A daily dose Curious minds turn to CBD
to treat range of ailments
'Many are finding it very effective,' says researcher.
With the legalization of cannabis in Canada, people are now experimenting on marijuana-based treatments like CBD, rather than taking medicines prescribed by the doctors.
A recent US study by a cannabis marketing and research firm for a medical hub collected data from 2400 CBD users and came to the conclusion that 42 percent of the people stopped their usual medications and turned to CBD for treating health problems such as insomnia, depression, anxiety, and joint pain.
Former B.C. Health Minister Terry Lake said that CBD helped him get away with on-and-off sleep medication. He took the help of oral consumption and said, "I no longer have the need to use prescription sleeping medication."
Since CBD has low THC content, it won't make you high, therefore making it an alternative to medicines.
Concerns about side effects
Rielle Capler, a postdoctoral research fellow with the B.C. Centre on Substance Use, said that people were adopting this method in order to escape the adverse effects of pharmaceutical drugs. "They are looking at, and experimenting with CBD and other forms of cannabis," she said. "It's something that we are seeing a lot of patients using it for ... and many are finding it very effective."
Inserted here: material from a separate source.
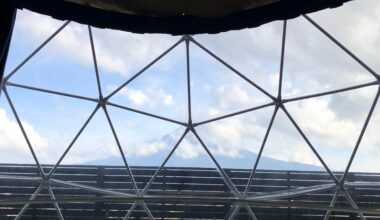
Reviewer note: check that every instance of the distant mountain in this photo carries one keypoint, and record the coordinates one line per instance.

Lake moved from politics to the marijuana industry in August 2017, saying at the time he was optimistic cannabis could be used to substitute other types of medications.
He says that the sales of CBD are through the roof.
"We can't make it fast enough," he said.
In March 2018, the World Health Organization came up with its report which said that CBD posed no health risk, hence showing preliminary evidence that it could be useful to cure Alzheimer's disease, Parkinson's disease, and cancer, among other dreadful diseases.
Despite the positive outcome, researchers say they need to be more thorough with their research to understand the side-effects of CBD.
"We are just beginning to learn about the potential benefits of CBD ... but right now there is still a gap in research evidence," said Dr. Bonnie Henry, the Provincial Health Officer of B.C.
He also advised that people who are using CBD with other medications for the first time, should go and consult their doctor before consuming them, as they can react with other medicines.
In B.C., CBD is sold online through BCCannabisstores.com and at a government-run retail store in Kamloops..
The BC Liquor Distribution Branch, which distributes non-medical cannabis for the province, won't reveal sales figures, but CBD products on its website are often available in limited quantities or sold-out, suggesting a growing interest in their potential benefits.
In a statement, the agency said it regularly replenishes its stock and "is continuing to add new products to its assortment in order to cater to customer demand."